Through the dusty windows I saw Straffordshire dogs and majolica cats, dusty crystal, tarnished silver, antique chairs and settees upholstered in sallow old brocade, an elaborate falence birdcage, miniature marble obelisks atop a marble-topped pedestal table and a pair of alabaster cockatoos. It was just the kind of shop my mother would have liked—packed tightly, a bit dilapidated, with stacks of old books on the floor.
As the novel progressed, I felt, at times, more keenly aware of Tartt's strategies (as a sentence maker, as a storyteller) than I perhaps wanted to feel. I also felt wearied away by the deep seediness of the majority of the characters, save for Hobie and Pippa, the antiques dealer and his young charge, and Theo's absent mother. Theo can barely rescue himself from the tortured person that he is, from all the bad that he reeks and reaps. There are, in all these many pages, few instances of light. At times all the rot began to weigh me down, no matter how immaculately Tartt evoked it:
But depression wasn't the word. This was a plunge encompassing sorrow and revulsion far beyond the personal: a sick, drenching nausea at all humanity and human endeavor from the dawn of time. The writing loathsomeness of the biological order. Old age, sickness, death. No escape for anyone. Even the beautiful ones were like soft fruit about to spoil.
Still, Tartt rises, symphonically, at the end.

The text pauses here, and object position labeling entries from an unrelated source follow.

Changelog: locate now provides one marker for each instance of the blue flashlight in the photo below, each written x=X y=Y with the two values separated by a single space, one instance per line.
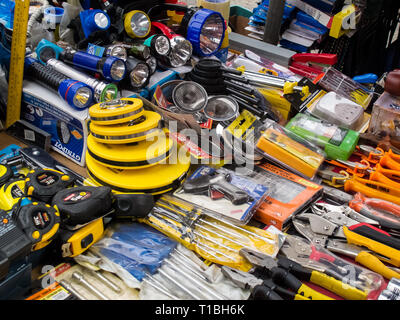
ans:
x=77 y=94
x=111 y=68
x=94 y=20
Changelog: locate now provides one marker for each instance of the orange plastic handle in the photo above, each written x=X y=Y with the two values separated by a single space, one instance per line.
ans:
x=353 y=185
x=388 y=162
x=391 y=174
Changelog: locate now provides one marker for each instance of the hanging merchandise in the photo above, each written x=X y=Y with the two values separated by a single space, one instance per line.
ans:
x=77 y=94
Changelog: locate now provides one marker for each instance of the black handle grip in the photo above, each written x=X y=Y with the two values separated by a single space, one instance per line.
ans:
x=261 y=292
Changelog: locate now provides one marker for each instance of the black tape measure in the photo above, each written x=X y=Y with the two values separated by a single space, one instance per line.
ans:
x=14 y=243
x=6 y=174
x=43 y=184
x=80 y=205
x=39 y=221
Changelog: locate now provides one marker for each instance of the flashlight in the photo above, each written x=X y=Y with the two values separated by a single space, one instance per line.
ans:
x=139 y=73
x=137 y=24
x=46 y=50
x=102 y=91
x=159 y=45
x=204 y=28
x=111 y=68
x=78 y=95
x=93 y=20
x=181 y=49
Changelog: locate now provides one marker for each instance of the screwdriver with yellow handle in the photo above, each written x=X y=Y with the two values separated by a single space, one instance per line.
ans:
x=287 y=277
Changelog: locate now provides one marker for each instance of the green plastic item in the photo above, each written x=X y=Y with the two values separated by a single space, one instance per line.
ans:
x=338 y=143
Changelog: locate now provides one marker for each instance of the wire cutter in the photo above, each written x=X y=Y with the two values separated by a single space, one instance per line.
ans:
x=261 y=289
x=267 y=267
x=338 y=237
x=351 y=281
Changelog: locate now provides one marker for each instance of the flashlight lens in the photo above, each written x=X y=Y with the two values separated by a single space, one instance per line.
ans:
x=162 y=45
x=117 y=70
x=101 y=20
x=82 y=97
x=139 y=75
x=211 y=34
x=181 y=51
x=189 y=96
x=119 y=52
x=140 y=24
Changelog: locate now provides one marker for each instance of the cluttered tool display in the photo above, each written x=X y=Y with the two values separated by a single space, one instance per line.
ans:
x=207 y=174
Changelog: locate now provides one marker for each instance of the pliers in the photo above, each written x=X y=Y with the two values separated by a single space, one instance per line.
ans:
x=285 y=277
x=330 y=272
x=345 y=235
x=261 y=289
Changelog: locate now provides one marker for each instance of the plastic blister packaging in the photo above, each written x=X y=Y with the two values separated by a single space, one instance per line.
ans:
x=289 y=150
x=194 y=280
x=130 y=250
x=340 y=111
x=337 y=142
x=338 y=82
x=214 y=240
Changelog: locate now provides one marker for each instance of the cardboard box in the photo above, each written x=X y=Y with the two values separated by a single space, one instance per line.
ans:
x=68 y=127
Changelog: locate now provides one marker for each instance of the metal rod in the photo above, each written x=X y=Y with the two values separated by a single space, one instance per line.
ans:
x=203 y=286
x=273 y=21
x=222 y=236
x=166 y=275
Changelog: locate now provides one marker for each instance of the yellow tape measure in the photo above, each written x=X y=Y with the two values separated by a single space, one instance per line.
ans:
x=18 y=47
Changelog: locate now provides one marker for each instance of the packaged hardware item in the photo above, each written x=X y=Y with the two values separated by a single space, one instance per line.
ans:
x=223 y=194
x=215 y=240
x=385 y=116
x=338 y=143
x=289 y=150
x=290 y=194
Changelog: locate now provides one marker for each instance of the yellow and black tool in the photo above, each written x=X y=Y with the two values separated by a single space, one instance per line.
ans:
x=17 y=58
x=6 y=174
x=43 y=184
x=78 y=241
x=10 y=193
x=83 y=204
x=116 y=111
x=142 y=128
x=39 y=221
x=136 y=155
x=156 y=179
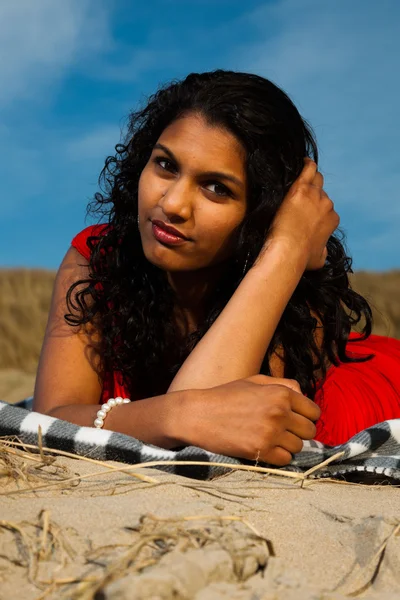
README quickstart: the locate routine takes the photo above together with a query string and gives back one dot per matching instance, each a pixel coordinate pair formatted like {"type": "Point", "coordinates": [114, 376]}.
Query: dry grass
{"type": "Point", "coordinates": [25, 299]}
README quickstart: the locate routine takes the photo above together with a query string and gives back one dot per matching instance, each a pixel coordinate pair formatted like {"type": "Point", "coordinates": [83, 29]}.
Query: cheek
{"type": "Point", "coordinates": [222, 231]}
{"type": "Point", "coordinates": [148, 187]}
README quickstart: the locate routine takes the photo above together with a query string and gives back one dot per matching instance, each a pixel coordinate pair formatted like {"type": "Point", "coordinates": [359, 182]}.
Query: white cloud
{"type": "Point", "coordinates": [41, 39]}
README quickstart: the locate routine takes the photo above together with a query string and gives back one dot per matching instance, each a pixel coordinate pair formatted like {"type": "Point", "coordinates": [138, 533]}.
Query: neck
{"type": "Point", "coordinates": [192, 289]}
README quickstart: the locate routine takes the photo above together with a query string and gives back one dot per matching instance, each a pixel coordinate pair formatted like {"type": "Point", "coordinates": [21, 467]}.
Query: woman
{"type": "Point", "coordinates": [216, 294]}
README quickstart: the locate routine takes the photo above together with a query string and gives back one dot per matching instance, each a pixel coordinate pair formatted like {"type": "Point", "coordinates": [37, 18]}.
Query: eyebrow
{"type": "Point", "coordinates": [218, 174]}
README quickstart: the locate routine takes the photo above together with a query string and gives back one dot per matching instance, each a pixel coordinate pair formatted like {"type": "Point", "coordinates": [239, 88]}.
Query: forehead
{"type": "Point", "coordinates": [206, 146]}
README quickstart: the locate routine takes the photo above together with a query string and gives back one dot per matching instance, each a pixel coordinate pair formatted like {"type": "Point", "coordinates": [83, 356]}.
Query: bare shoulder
{"type": "Point", "coordinates": [68, 366]}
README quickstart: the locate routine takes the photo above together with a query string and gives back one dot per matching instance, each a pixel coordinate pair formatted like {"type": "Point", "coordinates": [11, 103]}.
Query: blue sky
{"type": "Point", "coordinates": [71, 71]}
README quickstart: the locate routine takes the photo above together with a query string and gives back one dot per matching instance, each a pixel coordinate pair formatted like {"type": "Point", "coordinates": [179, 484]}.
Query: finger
{"type": "Point", "coordinates": [304, 406]}
{"type": "Point", "coordinates": [309, 170]}
{"type": "Point", "coordinates": [300, 426]}
{"type": "Point", "coordinates": [290, 442]}
{"type": "Point", "coordinates": [290, 383]}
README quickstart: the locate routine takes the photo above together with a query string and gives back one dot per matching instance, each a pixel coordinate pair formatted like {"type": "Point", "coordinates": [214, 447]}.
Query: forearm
{"type": "Point", "coordinates": [235, 345]}
{"type": "Point", "coordinates": [152, 420]}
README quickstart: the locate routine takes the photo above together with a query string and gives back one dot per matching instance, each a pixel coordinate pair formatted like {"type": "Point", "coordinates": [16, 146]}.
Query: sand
{"type": "Point", "coordinates": [16, 385]}
{"type": "Point", "coordinates": [240, 537]}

Asks the big moral questions about how much control any of us really have about who we are, what we want, how we see the world, how we navigate through it. Indeed, I found the final pages of the book—after the caper elements of the plot had long been put to rest—to be the most thrilling in the book, the mark of all that greatness for which Tartt is justifiably famous.

5 comments:

Becca said...

I am about 3/4 of the way to the end, and because I always want to champion the young I have been rooting so hard for theo to find his way. But just now I am discouraged at the choices he has made. I also think Hobie is a glorious character, and certainly represents hope and redemption for me in this very Dickens-Ian tale.

I recently re-read The Secret History, and am struck by the similarities of theme and style.

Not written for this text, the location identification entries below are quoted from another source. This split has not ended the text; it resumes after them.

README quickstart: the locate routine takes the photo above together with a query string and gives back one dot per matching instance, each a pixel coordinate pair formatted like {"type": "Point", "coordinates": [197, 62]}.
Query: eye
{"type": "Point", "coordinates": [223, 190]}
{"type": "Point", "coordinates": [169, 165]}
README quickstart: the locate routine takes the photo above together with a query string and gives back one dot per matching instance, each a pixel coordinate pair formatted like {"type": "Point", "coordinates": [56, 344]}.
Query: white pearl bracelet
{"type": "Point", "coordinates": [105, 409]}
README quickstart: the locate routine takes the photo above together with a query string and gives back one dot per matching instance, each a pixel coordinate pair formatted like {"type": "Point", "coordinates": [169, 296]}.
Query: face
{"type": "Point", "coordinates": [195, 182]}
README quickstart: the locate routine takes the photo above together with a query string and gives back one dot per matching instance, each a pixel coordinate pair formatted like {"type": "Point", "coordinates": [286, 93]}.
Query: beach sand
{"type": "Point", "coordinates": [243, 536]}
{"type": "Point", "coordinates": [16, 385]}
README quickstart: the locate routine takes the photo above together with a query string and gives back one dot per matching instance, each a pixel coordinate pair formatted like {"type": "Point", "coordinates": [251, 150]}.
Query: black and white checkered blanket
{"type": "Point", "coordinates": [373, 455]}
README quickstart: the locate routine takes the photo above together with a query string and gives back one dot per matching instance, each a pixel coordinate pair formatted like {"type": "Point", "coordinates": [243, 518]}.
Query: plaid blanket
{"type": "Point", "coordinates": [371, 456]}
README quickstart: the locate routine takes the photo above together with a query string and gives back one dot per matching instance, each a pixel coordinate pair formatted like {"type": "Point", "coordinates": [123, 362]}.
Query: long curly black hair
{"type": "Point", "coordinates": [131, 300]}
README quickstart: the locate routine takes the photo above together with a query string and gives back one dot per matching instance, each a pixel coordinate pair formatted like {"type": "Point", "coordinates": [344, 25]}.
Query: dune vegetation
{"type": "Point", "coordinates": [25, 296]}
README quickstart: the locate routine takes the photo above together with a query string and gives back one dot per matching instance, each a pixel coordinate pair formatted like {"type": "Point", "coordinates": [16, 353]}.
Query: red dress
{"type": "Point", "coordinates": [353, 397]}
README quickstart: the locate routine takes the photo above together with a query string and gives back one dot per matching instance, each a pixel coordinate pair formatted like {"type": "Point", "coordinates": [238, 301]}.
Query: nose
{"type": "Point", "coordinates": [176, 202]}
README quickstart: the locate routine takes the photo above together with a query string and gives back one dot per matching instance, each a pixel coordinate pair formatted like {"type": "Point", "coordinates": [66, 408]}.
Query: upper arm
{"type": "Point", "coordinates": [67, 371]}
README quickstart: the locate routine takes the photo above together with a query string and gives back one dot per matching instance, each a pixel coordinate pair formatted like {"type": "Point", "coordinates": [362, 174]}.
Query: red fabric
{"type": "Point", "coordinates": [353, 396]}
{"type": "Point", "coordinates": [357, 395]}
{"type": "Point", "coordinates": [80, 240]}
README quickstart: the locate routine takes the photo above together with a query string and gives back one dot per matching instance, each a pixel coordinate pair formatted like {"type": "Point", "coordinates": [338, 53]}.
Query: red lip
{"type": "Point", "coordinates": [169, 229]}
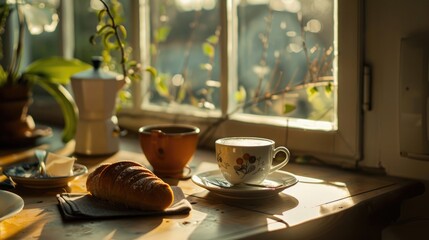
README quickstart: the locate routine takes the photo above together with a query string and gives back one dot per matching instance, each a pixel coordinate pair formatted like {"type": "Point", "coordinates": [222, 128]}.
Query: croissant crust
{"type": "Point", "coordinates": [131, 184]}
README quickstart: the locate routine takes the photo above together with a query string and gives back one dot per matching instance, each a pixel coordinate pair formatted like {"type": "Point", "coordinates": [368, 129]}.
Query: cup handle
{"type": "Point", "coordinates": [284, 162]}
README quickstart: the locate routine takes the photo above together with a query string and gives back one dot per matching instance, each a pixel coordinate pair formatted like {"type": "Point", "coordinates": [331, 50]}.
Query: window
{"type": "Point", "coordinates": [214, 57]}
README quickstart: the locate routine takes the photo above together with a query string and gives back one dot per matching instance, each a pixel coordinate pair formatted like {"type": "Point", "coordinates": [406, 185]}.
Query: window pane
{"type": "Point", "coordinates": [286, 58]}
{"type": "Point", "coordinates": [185, 51]}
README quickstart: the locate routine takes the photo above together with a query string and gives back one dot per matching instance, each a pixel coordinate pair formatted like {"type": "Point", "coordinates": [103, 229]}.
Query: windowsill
{"type": "Point", "coordinates": [334, 203]}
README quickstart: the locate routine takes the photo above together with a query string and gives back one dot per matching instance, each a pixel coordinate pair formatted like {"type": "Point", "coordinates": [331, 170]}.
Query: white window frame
{"type": "Point", "coordinates": [341, 146]}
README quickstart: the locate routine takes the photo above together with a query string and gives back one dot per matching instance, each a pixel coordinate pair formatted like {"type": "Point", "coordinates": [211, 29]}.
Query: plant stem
{"type": "Point", "coordinates": [118, 38]}
{"type": "Point", "coordinates": [16, 59]}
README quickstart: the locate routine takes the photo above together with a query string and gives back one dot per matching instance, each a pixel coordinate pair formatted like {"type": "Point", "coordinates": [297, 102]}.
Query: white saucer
{"type": "Point", "coordinates": [27, 175]}
{"type": "Point", "coordinates": [278, 181]}
{"type": "Point", "coordinates": [10, 204]}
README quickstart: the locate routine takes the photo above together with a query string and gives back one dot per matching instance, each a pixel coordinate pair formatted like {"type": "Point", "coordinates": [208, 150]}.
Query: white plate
{"type": "Point", "coordinates": [279, 180]}
{"type": "Point", "coordinates": [10, 204]}
{"type": "Point", "coordinates": [26, 175]}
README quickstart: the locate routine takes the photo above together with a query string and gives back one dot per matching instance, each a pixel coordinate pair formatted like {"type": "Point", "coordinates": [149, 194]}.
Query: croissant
{"type": "Point", "coordinates": [130, 184]}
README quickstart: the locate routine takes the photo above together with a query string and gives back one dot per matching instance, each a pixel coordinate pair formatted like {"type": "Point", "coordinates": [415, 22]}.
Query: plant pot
{"type": "Point", "coordinates": [17, 128]}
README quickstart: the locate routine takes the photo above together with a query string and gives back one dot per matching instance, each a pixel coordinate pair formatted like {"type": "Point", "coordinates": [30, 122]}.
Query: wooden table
{"type": "Point", "coordinates": [326, 203]}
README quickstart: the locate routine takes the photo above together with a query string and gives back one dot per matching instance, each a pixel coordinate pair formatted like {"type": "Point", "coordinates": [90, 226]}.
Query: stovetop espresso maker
{"type": "Point", "coordinates": [95, 93]}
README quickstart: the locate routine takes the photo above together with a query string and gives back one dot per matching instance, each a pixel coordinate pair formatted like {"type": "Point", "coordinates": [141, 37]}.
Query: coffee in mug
{"type": "Point", "coordinates": [248, 159]}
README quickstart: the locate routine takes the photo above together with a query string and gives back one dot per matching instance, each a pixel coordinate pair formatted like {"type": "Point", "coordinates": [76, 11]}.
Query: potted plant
{"type": "Point", "coordinates": [16, 83]}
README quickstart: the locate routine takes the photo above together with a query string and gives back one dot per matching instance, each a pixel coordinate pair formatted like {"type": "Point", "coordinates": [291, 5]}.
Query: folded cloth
{"type": "Point", "coordinates": [86, 206]}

Caroline Starr Rose said...

I haven't read this yet but absolutely devoured THE SECRET HISTORY.

Barbara DeMarco-Barrett said...

I fell into the novel in an indescribable way. Then I read The Secret History, which I also devoured. The Goldfinch is my favorite novel of 2013.

Unknown said...

It took eight days, but I triumphed and finished The Goldfinch. Tartt's sentence structure is indeed exquisite and demands a careful read. I stalled two-thirds of the way through the book. Your reflections inspired me to soldier on, as you (rightly) promised a smashing ending.

Funny the plot, which suddenly accelerates near the end - all that action seemed oddly pasted in. I did love the way she so carefully described Theo's relationships - I could feel how he felt about certain people. My favourite character was his beloved mother - she was drawn with such accuracy and love. Eight days of reading well spent - and I learned art history, addiction and furniture restoration in the process...

Sarah Laurence said...

Excellent review, Beth! I waited to read it until I'd posted mine earlier this week, but we had a similar reaction. As I recall, The Secret History had tighter writing and was less bleak.